# Topic Modeling Example - Basic

Reference - https://www.analyticsvidhya.com/blog/2016/08/beginners-guide-to-topic-modeling-in-python/

## Preparing Documents

In [118]:
# Here are the sample documents combining together to form a corpus.

doc1 = "Sugar is bad to consume. My sister likes to have sugar, but not my father."

doc2 = "My father spends a lot of time driving my sister around to dance practice."

doc3 = "Doctors suggest that driving may cause increased stress and blood pressure."

doc4 = "Sometimes I feel pressure to perform well at school, but my father never seems to drive my sister to do better."

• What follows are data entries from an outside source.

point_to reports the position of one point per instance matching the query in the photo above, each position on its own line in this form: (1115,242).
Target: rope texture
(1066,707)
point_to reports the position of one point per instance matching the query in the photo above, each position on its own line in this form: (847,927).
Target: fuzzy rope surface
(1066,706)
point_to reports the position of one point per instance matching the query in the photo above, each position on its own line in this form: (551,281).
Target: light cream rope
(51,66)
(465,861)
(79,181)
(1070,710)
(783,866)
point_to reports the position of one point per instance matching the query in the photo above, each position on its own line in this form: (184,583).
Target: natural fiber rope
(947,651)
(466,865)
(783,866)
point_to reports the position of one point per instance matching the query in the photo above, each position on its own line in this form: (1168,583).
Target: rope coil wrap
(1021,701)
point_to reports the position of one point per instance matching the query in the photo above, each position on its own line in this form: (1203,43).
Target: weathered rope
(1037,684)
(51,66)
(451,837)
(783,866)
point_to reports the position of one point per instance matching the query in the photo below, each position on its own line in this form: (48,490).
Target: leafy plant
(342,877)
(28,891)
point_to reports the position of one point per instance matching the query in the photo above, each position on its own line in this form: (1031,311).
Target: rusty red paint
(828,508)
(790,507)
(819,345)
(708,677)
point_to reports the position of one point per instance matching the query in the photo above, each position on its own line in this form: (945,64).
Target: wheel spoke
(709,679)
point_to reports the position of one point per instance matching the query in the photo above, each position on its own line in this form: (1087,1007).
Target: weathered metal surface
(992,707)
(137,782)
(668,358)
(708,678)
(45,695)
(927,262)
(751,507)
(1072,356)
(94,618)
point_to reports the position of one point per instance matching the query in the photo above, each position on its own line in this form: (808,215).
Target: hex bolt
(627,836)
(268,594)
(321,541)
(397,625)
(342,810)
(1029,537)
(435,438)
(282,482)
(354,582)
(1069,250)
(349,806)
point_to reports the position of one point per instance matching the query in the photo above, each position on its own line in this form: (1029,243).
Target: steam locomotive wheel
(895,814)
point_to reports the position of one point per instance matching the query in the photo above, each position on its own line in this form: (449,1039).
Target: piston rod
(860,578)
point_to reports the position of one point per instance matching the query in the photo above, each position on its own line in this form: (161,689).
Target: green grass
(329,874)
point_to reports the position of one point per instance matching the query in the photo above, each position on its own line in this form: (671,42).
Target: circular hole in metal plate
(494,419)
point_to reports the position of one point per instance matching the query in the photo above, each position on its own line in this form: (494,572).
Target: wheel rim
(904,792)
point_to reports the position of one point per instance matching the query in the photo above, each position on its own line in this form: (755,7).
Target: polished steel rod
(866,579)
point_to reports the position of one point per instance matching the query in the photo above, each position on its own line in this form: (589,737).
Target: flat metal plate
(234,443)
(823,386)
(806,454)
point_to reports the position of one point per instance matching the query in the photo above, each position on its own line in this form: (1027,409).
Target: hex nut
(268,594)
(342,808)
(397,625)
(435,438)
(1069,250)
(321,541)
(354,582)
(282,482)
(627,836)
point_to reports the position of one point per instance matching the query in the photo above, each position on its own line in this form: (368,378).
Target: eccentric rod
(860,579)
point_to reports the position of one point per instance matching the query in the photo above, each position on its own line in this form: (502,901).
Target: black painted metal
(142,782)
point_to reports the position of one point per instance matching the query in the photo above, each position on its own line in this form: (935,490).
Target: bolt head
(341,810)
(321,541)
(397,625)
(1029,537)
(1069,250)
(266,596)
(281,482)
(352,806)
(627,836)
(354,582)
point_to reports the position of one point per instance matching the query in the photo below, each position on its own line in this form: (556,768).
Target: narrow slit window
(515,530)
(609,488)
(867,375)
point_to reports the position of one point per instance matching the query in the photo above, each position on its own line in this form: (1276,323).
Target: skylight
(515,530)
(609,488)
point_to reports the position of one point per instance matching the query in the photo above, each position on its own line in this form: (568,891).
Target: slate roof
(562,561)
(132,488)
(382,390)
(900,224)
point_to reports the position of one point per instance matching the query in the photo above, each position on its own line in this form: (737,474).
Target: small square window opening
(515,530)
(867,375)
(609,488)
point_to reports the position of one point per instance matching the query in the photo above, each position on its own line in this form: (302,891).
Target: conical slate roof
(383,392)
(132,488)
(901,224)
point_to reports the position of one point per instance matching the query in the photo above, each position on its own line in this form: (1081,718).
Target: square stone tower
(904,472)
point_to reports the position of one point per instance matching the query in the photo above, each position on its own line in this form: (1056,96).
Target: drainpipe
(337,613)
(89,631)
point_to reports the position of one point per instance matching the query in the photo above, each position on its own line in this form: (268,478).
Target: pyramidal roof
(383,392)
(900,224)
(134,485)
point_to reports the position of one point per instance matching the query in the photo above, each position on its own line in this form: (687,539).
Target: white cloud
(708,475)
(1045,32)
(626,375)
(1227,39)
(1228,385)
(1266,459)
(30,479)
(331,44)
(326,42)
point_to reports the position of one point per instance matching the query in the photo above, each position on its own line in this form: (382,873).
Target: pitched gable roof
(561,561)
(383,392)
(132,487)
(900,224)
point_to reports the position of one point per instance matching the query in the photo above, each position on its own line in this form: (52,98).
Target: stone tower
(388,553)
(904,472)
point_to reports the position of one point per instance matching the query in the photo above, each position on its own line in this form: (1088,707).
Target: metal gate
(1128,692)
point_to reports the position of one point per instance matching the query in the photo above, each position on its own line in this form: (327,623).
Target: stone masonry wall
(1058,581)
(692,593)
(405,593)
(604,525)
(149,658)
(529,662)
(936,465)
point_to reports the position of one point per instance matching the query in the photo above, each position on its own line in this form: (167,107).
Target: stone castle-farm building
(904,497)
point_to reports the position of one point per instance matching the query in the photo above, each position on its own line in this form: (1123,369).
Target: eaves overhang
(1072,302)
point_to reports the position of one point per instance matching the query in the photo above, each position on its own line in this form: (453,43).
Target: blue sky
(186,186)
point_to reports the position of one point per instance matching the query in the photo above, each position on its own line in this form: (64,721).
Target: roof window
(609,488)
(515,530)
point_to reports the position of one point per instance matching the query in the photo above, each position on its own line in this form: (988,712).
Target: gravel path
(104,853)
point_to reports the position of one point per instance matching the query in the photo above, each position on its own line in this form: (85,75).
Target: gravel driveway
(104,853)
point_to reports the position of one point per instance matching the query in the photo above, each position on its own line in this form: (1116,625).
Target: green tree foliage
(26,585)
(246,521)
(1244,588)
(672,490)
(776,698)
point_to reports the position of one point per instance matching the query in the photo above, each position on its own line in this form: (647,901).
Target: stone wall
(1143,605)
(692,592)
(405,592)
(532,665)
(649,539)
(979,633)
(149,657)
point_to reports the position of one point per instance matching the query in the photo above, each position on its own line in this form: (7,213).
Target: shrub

doc5 = "Health experts say that Sugar is not good for your lifestyle."


In [119]:
# compile documents

list_doc_complete = [doc1, doc2, doc3, doc4, doc5]
list_doc_complete

['Sugar is bad to consume. My sister likes to have sugar, but not my father.',
 'My father spends a lot of time driving my sister around to dance practice.',
 'Doctors suggest that driving may cause increased stress and blood pressure.',
 'Sometimes I feel pressure to perform well at school, but my father never seems to drive my sister to do better.',
 'Health experts say that Sugar is not good for your lifestyle.']

## Cleaning and Preprocessing

This involves below steps:
- Remove punctuations
- Remove stopwords
- Normalize the corpus

In [120]:
import nltk
nltk.download('wordnet')

[nltk_data] Downloading package wordnet to /home/pabhijit/nltk_data...
[nltk_data]   Package wordnet is already up-to-date!


True

In [121]:
from nltk.corpus import stopwords
from nltk.stem.wordnet import WordNetLemmatizer
import string

stop = set(stopwords.words('english'))

exclude = set(string.punctuation)

lemma = WordNetLemmatizer()

In [122]:
def clean(doc):

    stop_free = " ".join([i for i in doc.lower().split() if i not in stop])

    punc_free = ''.join(ch for ch in stop_free if ch not in exclude)

    normalized = " ".join(lemma.lemmatize(word) for word in punc_free.split())

    return normalized

In [123]:
list_doc_clean = [clean(doc).split() for doc in list_doc_complete] 
list_doc_clean

[['sugar', 'bad', 'consume', 'sister', 'like', 'sugar', 'father'],
 ['father',
  'spends',
  'lot',
  'time',
  'driving',
  'sister',
  'around',
  'dance',
  'practice'],
 ['doctor',
  'suggest',
  'driving',
  'may',
  'cause',
  'increased',
  'stress',
  'blood',
  'pressure'],
 ['sometimes',
  'feel',
  'pressure',
  'perform',
  'well',
  'school',
  'father',
  'never',
  'seems',
  'drive',
  'sister',
  'better'],
 ['health', 'expert', 'say', 'sugar', 'good', 'lifestyle']]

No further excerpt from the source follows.